Sunday, December 21, 2008

Gladwell

I finally gave in and started listening to Malcolm Gladwell's new book last night. While I had heard most of it before, it is still nothing less than stunning. Within the first few pages he managed to convince me of things I don't think anyone else could.

For example there is about an 11% lower college graduation rate for people who are the youngest in their class than people who are the oldest in their class. That is not the age for their college class, it is the age for their elementary school class! The gap between the average test scores for forth graders is huge between those youngest, and oldest, students in the grade (something like ten or fifteen percentile points). That alone convinced me that: either elementary school classes should be split into kids in a 3 month age range rather than a one year range, or any program that selects students based on their intelligence and gives them better education before the age of ten needs to be eliminated. While it is possibly making the smart kids smarter, just as often it seems to be making the old kids smarter. That extra preparation is what seems to be driving the higher college graduation rates for that group. Once they were passed over for GATE programs and the like they are far less likely to catch up to their classmates who were once just older than them and are now actually smarter from the better elementary school education they got.

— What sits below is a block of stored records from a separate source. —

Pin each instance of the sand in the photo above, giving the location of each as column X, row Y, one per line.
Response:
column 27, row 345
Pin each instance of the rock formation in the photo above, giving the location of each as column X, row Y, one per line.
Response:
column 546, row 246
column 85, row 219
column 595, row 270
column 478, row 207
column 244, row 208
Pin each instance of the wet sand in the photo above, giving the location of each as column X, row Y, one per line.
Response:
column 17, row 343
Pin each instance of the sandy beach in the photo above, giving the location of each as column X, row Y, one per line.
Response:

Probably the better of the two choices is simply making age ranges for elementary school kids in a class a three month range. It would cost almost nothing to do, but for those youngest children not being compared to children a year older saves a great deal of frustration, but I can see the other point. From a fairness, and class mobility standpoint eliminating those programs before the age of ten could do a lot of good. Giving a small number of students a huge institutional head-start does seem unfair. These clearly are the students who already have better parenting on their side, better schooling to go with it seems extreme.

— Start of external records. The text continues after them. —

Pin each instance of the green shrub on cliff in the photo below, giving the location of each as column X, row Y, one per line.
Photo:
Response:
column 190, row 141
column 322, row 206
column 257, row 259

In a way the book is fairly motivational. As best as psychologists can tell the difference between someone who is poor, and someone who is one of the best in the world, at just about anything is simply practice. For example huge studies on musicians have been completely unable to find any world class musicians so brilliant as to get to that level with less than 10 000 hours of practice. That is about 20 hours a week for ten years, so typically it ends up taking a decade to reach that level. Not only that, but when looking at music school students they were unable to find any people who had practiced that number of hours and not reached that level! Consistently the poor musicians were simply the ones who practiced the least. Beyond actual mental retardation there is almost no place for talent whatsoever, those who practiced more beat those who practiced less every time.

Talk about motivation to get off the computer and learn something of importance! Actually though I could argue that what I am doing now is part of the 10 000 hours needed to build some skill. Another 9000 hours and I could actually be a competent writer!